公認会計士の制度は公式には1948年に証券取引法が導入されたことに伴い、本格的な公認会計士の資格及び試験が制度化されました。それから70年以上経過する中で、色々な試験制度の変化がありました。よって、現在の試験範囲を把握しておかないと勉強してからでは二度手間になってしまいます。ここでは公認会計士試験の概要、試験範囲や科目ごとにどのような出題がされるかのポイントをお伝えします。
公認会計士試験の科目は大きな分類では6科目あります。
短答式試験では租税法以外の必須科目を受験しなければならず、これに合格すると租税法と選択科目1科目を合わせた合格が必要となります。
財務会計論の試験範囲は、計算科目の簿記と理論部分の財務諸表論に分かれます。全科目のうち、財務会計論は基本的にすべての科目の基礎となるため財務会計論を理解していないと他の科目にも影響を及ぼすことになります。
簿記は日商簿記1級の試験科目に加えて、減損会計等上場会社の経理でも出てくる内容が範囲となっており、難易度もかなり上がります。
基本的には簿記は習うより慣れよと言われることが多く、どれだけ毎日問題を解けるかが勝負となり、また一度身につけた知識は忘れにくい性質を持っています。
財務諸表論は、会計処理の主要な論点について考えを述べる科目となります。
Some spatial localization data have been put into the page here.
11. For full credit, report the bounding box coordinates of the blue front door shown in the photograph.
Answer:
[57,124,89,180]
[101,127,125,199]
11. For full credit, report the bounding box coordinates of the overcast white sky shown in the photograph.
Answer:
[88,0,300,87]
簿記がわかっていることが前提ですが、相互勉強することで理解が深まることがありますので、ある程度簿記の勉強が進んだら同時に勉強したい科目となります。
管理会計論は、企業や経理担当者が企業の状態を分析したりその意思決定のための基礎を把握したりするために必要な科目となります。
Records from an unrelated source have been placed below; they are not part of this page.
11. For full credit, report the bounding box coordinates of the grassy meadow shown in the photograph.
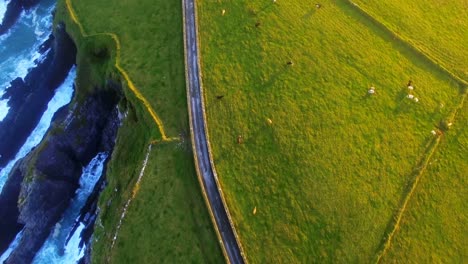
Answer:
[382,102,467,263]
[54,0,223,262]
[71,0,190,136]
[352,0,468,81]
[108,142,223,263]
[196,0,466,262]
製品の原価を計算する原価計算や企業の進出、撤退等を考えるための意思決定に関する方法を勉強します。短答式試験では、財務会計論と合わせて会計学としての出題となります。
監査論は、公認会計士の主たる業務である監査の基準や委員会報告等を学習します。単なる技法だけではなく、倫理規則や他の法令に求められる独立性や職業倫理についても学習します。
実務的な内容も多い為監査現場に出たことがない受験生にはとっつきにくい科目ではありますが、実務に直結する内容も豊富であるため得意科目としておくと合格してからも役に立つ科目となります。
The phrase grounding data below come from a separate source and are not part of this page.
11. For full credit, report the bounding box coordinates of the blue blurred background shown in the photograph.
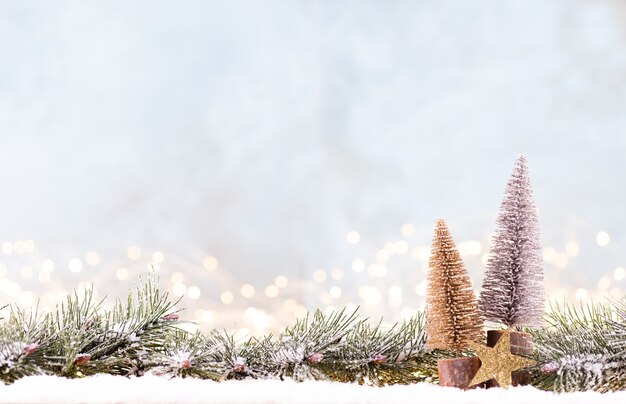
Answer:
[1,1,625,334]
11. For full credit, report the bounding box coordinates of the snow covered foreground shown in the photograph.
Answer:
[0,376,623,404]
企業法は、企業活動をする上で知っておかねばならない法律を学習します。とはいえ、内容の大半は会社法となるため、過去の試験科目は会社法とされていました。
条文を覚えるだけではなく、法律用語の定義や立法趣旨、解釈についての理解を深めることが必要となります。短答式試験では法律上可能かどうかなどの事実を問われる問題が多く出題されています。
租税法では、法人税法、消費税法、所得税法などの税金について学習します。公認会計士試験としての租税法は、会社に関わる税法がメインとなり、各種税金計算の問題や、申告書について問われます。
短答式試験では問われませんが、後回しにすると論文式試験で間に合わなくなる可能性があるため注意が必要な科目です。
経営学は選択科目であり、会社経営をする上で必要な知識を学習する科目です。具体的には組織論、戦略論、ファイナンス論等が該当します。
経営学は他の選択科目と違って学習するポイントが限られている為、多くの受験者が選択する科目と言えます。とはいえ、他の選択科目に得意科目があれば高得点を狙って別の科目を選択する受験者もいます。
経済学は選択科目であり、文字通り経済について学ぶ科目です。国や世界全体の景気を加味したマクロ経済学と、企業間活動のように個々の単位での視点での行動原理を加味したミクロ経済学とに分かれます。
経済学は数学の知識が必要であるため数学に抵抗感がある場合は選択をしない受験者もいますが、理系出身者等数学に強い場合は忘れにくい科目である上に高得点も狙える可能性があるため積極的に選択する受験者もいます。
民法は選択科目であり、会社法よりも幅広く生活全般についての法律について学びます。立法趣旨から用語の定義、各種法律上の論点が出題範囲となります。
法学部出身など法律に抵抗がない場合に選択する受験者がいますが、覚えることもたくさんあるため、注意が必要です。
しかし、会社法と密接に関係する内容もあるため、相乗効果を狙って選択する受験者もいます。
選択科目の統計学では、分布図や偏差値、確率論などの方法を学びます。新設されてからは歴史が浅い科目ですのでとっつきにくい科目とも言えますが、実務では年々必要性が高まっている科目と言えます。とはいえ、主に選択する受験者は理系出身者が多い為、数学知識に乏しい場合は選択しない方が無難な科目と言えます。